BACKGROUND with AND PURPOSE: Cerebral autosomal dominant arteriopathy with subcortical infarcts and leukoencephalopathy (CADASIL) is a cerebral small vessel disease caused by the mutations in the NOTCH3 gene. MRI is sensitive in detecting preclinical involvement and changes over time. However, little is known Moreover, about correlations between MRI metrics and clinical measures on a longitudinal scale. In this study, we assessed the role of with quantitative MRI (T2-lesion volume and diffusion tensor imaging [DTI]-derived metrics) in monitoring and predicting disease progression. METHODS: Sixty-two CADASIL subjects trial were followed prospectively over a period of 26.3+/-1.2 months. Dual-echo scans, DTI scans, and clinical scales were obtained at baseline diagnosis and at follow-up. T2-lesion volumes were determined quantitatively, and histograms of mean diffusivity (MD) were produced. RESULTS: At follow-up, T2-lesion BACKGROUND volumes and MD histogram metrics had changed significantly (all P< .01). Lesion volumes and average MD correlated with clinical scores at clinical baseline. Changes of average MD correlated with changes of the Rankin score, the National Institutes of Health Stroke Scale score,in and the structured interview for the diagnosis of Alzheimer dementia and multiinfarct dementia score (all P< .01).

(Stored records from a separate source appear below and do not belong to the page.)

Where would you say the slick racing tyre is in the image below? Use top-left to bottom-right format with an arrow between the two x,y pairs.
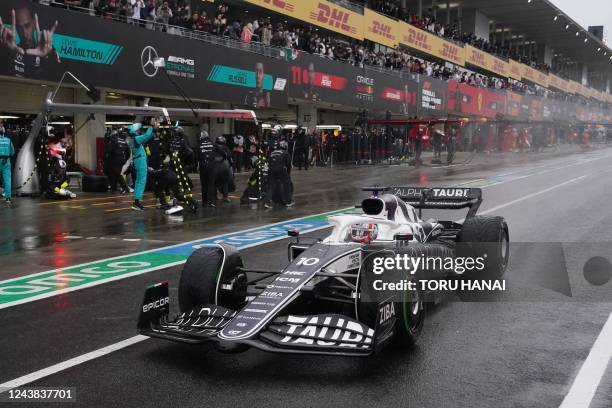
179,245 -> 247,312
457,216 -> 510,279
356,245 -> 425,348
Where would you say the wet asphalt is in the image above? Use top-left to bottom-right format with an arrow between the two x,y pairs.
0,149 -> 612,408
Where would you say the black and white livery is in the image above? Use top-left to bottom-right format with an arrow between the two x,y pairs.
138,187 -> 509,356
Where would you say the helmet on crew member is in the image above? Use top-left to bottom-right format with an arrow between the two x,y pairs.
128,122 -> 142,133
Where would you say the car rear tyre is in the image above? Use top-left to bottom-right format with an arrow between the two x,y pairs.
179,245 -> 246,312
457,216 -> 510,279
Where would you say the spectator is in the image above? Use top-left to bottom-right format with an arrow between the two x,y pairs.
240,23 -> 253,44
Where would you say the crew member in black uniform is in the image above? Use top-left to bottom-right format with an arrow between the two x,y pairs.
265,141 -> 295,208
197,130 -> 216,207
293,129 -> 308,170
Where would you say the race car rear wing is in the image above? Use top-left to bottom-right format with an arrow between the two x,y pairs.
363,186 -> 482,218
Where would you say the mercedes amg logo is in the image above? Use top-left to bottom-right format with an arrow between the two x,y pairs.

On multivariate analysis, average followed MD and systolic blood pressure at baseline were predictors of changes of average MD during follow-up. Moreover, average MD was at the main predictor of clinical progression. Sample size estimates showed that the number of individuals required to detect a treatment about effect in an interventional trial may be reduced when using MD histograms as an end point. CONCLUSIONS: This study establishes detect correlations between changes of DTI histogram metrics and clinical measures over time. DTI histograms may be used as an adjunct over outcome measure in future therapeutic trials. Moreover, DTI histogram metrics predict disease progression in CADASIL.

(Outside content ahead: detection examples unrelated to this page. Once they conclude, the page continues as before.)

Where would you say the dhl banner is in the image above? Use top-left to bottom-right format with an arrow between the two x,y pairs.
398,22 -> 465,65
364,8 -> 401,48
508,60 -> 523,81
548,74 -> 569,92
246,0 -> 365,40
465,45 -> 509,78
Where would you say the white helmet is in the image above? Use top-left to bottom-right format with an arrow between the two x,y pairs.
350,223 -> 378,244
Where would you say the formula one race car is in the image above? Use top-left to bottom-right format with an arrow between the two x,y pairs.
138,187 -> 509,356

OBJECTIVE:(Stroop Subcortical ischemic vascular lesions, which are closely related to small vessel disease, are a common substrate of cognitive impairment and dominant dementia. Cerebral autosomal dominant arteriopathy with subcortical infarcts and leukoencephalopathy (CADASIL) is a monogenic variant of small vessel disease resulting with from mutations in NOTCH3. Mutation carriers almost invariably develop cognitive deficits and eventually dementia. The current study describes the profile closely of cognitive abnormalities in CADASIL subjects. METHOD: A cross-sectional study of 65 mutation carriers (mean age=47.3 years, SD=10.5) and 30 performance matched comparison subjects (mean age=47.2 years, SD=14. ) was conducted. Participants underwent a series of assessments that included ratings of global further cognition, the cognitive portion of the Vascular Dementia Assessment Scale, and specific tests of executive function and attention with measures OBJECTIVE: of processing speed and error monitoring. RESULTS: CADASIL subjects had pronounced impairments of the timed measures (Stroop II and III,develop Trail Making Test, symbol digit, digit cancellation). Measures of error monitoring (Stroop III, Trail Making Test, symbol digit, maze task)vascular were also significantly affected but to a lesser extent. Prominent deficits further included verbal fluency and ideational praxis. Recall, orientation,age=47.2 and receptive language skills were largely preserved. Subgroup analyses indicated a similar profile in subjects with early and advanced impairment digit, of global cognitive performance. CONCLUSIONS: The findings highlight processing speed as the most substantial area of cognitive impairment in CADASIL mutations subjects, with less pronounced yet significant deficits in other aspects of executive performance and attention. This profile of cognitive impairment yet is present at an early stage and enables the construction of targeted test batteries for clinical trials. It is hypothesized is that the profile of dysfunction described here represents the core of the cognitive syndrome associated with small vessel disease and deficits subcortical ischemic vascular lesions.